Through a combination of hand-sewn textiles and paints, Maria A. Guzmán Capron joins together an array of patterns and striking colors to fashion bodily forms. Merging figuration with abstraction, these works explore cultural hybridity, pride, and the competing desires to assimilate and to be seen. Born in Milan, Italy to Colombian and Peruvian parents and later relocating to Texas as a teenager, the artist recognizes the challenges of toggling between various cultures and geographies. Her multilayered textile works emphasize that we consist of several identities, some that we repress and some that we exalt.

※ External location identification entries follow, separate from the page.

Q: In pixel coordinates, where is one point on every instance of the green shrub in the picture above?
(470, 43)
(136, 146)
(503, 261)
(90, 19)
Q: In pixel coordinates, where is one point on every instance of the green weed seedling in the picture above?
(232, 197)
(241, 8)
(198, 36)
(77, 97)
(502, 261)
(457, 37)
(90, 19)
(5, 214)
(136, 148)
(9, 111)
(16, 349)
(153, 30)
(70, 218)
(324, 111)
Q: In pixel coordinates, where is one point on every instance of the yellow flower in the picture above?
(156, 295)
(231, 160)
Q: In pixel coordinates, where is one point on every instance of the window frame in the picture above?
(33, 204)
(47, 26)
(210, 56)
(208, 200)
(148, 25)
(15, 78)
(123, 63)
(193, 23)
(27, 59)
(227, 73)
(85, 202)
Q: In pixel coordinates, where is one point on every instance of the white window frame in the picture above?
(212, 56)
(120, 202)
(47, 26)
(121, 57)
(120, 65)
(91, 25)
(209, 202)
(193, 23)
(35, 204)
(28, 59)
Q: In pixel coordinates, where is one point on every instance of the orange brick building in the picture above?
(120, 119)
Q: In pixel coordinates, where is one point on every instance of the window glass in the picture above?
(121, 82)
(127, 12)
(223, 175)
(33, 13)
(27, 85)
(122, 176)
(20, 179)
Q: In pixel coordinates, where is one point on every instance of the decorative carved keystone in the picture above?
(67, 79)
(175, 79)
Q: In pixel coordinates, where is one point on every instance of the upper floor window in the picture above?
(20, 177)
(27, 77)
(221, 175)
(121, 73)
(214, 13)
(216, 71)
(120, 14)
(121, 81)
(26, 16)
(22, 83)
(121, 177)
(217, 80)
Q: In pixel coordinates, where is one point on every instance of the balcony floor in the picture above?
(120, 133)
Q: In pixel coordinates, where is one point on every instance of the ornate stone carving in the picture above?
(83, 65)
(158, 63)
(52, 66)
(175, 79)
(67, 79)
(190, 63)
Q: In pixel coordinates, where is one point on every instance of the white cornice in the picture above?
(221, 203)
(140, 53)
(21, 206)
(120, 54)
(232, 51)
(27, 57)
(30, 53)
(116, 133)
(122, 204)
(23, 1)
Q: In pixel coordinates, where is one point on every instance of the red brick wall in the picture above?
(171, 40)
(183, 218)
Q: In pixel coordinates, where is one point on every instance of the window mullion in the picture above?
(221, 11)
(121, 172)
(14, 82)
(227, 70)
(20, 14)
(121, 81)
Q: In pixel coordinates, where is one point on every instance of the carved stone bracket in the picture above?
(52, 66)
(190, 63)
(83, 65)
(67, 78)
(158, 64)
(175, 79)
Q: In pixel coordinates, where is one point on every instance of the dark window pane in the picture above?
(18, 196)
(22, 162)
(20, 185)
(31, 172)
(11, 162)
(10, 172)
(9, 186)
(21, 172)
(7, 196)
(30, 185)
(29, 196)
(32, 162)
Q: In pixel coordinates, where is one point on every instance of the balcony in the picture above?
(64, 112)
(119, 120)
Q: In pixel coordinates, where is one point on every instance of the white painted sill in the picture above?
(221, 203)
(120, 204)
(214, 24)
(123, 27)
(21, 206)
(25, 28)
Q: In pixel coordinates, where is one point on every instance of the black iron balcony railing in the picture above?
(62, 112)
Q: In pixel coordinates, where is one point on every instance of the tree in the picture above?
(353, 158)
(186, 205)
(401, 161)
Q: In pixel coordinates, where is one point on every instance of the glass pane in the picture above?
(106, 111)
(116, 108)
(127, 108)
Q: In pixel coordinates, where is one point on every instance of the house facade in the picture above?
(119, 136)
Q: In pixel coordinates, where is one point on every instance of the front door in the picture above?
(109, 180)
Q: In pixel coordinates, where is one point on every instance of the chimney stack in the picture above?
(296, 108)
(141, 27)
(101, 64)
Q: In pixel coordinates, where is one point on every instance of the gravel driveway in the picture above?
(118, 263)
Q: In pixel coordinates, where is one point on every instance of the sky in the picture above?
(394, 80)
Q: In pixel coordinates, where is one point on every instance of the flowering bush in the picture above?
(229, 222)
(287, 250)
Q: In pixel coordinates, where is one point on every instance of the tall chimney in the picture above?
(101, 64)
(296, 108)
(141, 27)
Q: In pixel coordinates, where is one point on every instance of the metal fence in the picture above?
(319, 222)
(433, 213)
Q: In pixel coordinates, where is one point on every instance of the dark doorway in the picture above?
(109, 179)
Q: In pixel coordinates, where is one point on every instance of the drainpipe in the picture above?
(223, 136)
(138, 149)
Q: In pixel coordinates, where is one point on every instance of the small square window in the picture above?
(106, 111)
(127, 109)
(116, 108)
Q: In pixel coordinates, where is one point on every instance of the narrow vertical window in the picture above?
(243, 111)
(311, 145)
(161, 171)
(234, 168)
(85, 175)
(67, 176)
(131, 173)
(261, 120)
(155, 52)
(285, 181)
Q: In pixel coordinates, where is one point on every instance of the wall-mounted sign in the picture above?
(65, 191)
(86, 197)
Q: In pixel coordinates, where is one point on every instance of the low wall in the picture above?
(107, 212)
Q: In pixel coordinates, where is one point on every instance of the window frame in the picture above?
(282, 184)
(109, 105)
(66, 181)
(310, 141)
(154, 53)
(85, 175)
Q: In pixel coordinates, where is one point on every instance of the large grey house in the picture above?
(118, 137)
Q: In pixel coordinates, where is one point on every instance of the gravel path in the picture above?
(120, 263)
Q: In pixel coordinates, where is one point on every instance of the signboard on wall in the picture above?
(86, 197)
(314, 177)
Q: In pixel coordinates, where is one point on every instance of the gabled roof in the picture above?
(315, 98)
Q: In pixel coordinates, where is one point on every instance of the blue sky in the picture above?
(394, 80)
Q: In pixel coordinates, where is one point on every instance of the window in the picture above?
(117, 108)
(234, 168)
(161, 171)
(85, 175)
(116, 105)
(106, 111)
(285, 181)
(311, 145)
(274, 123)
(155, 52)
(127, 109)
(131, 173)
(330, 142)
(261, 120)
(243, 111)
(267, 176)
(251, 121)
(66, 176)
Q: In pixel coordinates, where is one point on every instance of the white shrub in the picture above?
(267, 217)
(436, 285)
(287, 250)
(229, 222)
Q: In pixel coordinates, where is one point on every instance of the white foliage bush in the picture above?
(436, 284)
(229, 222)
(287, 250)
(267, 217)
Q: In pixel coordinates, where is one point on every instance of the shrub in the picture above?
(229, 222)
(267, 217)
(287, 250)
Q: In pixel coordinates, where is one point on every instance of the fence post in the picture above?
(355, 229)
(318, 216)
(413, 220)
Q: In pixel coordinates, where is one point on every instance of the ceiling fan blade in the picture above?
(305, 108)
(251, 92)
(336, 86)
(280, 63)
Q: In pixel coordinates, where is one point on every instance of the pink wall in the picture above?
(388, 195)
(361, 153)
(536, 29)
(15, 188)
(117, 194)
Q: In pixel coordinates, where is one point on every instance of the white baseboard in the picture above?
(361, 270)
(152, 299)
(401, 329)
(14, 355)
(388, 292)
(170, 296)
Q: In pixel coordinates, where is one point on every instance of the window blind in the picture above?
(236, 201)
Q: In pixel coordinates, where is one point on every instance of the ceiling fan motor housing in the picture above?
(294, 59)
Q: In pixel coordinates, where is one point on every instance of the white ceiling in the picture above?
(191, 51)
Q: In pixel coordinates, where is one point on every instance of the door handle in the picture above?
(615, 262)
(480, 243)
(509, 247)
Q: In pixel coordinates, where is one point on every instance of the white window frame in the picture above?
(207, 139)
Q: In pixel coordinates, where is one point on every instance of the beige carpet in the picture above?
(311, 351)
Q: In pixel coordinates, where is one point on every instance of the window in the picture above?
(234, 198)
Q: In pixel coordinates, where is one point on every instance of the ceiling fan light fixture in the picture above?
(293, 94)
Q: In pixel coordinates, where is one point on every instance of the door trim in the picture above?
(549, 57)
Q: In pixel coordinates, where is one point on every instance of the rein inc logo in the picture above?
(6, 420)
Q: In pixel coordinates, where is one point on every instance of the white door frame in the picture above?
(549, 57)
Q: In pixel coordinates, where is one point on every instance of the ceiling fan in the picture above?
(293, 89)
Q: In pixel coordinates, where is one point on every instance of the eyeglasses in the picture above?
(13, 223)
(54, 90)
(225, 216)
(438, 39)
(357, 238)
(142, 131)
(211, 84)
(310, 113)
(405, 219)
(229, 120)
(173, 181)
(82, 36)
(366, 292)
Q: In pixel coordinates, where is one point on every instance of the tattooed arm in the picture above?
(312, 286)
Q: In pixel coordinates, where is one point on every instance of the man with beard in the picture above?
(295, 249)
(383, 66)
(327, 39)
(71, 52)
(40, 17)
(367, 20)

Capron’s practice explores how clothing is used as a marker of class, gender, and cultural identity. Composed with a variety of recycled, off-cut, and store-bought fabrics, her works merge privileged textiles with those that have been rejected and discarded as excess. By contrasting common fibers like cotton with more luxurious fabrics like silk, the artist addresses material hierarchies in art and fashion to parallel the power dynamics that exist within class and gender.
In addition to serving as a metaphor for society’s inequities, her use of mainstream and mass market materials functions as a subversive gesture to challenge the homogenizing capitalist landscape. Enlisting an intentional range of materials, including fabrics readily accessible to all, the artist stages a space for difference to thrive. Drawing from immigrants’ experiences, she is invested in the friction of mistranslations—of failing to “dress the part,” or having one’s pride in self-expression overcast by exoticization or coercive assimilation.
Exaggerated body parts—signature moves in Capron’s work—render muscular arms that embrace, puffy fingers that clasp together, and slinky legs that intertwine to become one. Through eclectic fabric and subtly painted brushstrokes, these interlaced figures confront the viewer and become an invitation for vulnerability, openness, and individual expression.
Maria A. Guzmán Capron (b. 1981, Lives and works in Oakland, CA) was born in Italy to Colombian and Peruvian parents. She received her MFA from California College of the Arts in 2015 and her BFA from the University of Houston in 2004. Solo exhibitions include the Blaffer Art Museum, Houston, TX; Shulamit Nazarian, Los Angeles, CA; Texas State Galleries, San Marcos, TX; Premier Junior, San Francisco, CA; Roll Up Project, Oakland, CA; and Guerrero Gallery San Francisco, CA. Select group exhibitions include Contemporary Jewish Museum, San Francisco; Berkeley Art Center, Berkeley, CA; Shulamit Nazarian, Los Angeles, CA; pt.2 Gallery, Oakland, CA; NIAD Art Center, Richmond, CA; CULT Aimee Friberg Exhibitions, San Francisco, CA; Buffalo Institute for Contemporary Art, Buffalo, NY; Deli Gallery in Brooklyn, NY; and Mana Contemporary in Chicago, IL. Her works have been written about in Hyperallergic, Variable West, Bomb Magazine, and Art in America. Capron is a 2022 recipient of SFMOMA’s SECA Award and her work is currently featured in the exhibition, Respira Hondo, at SFMOMA through May 2023.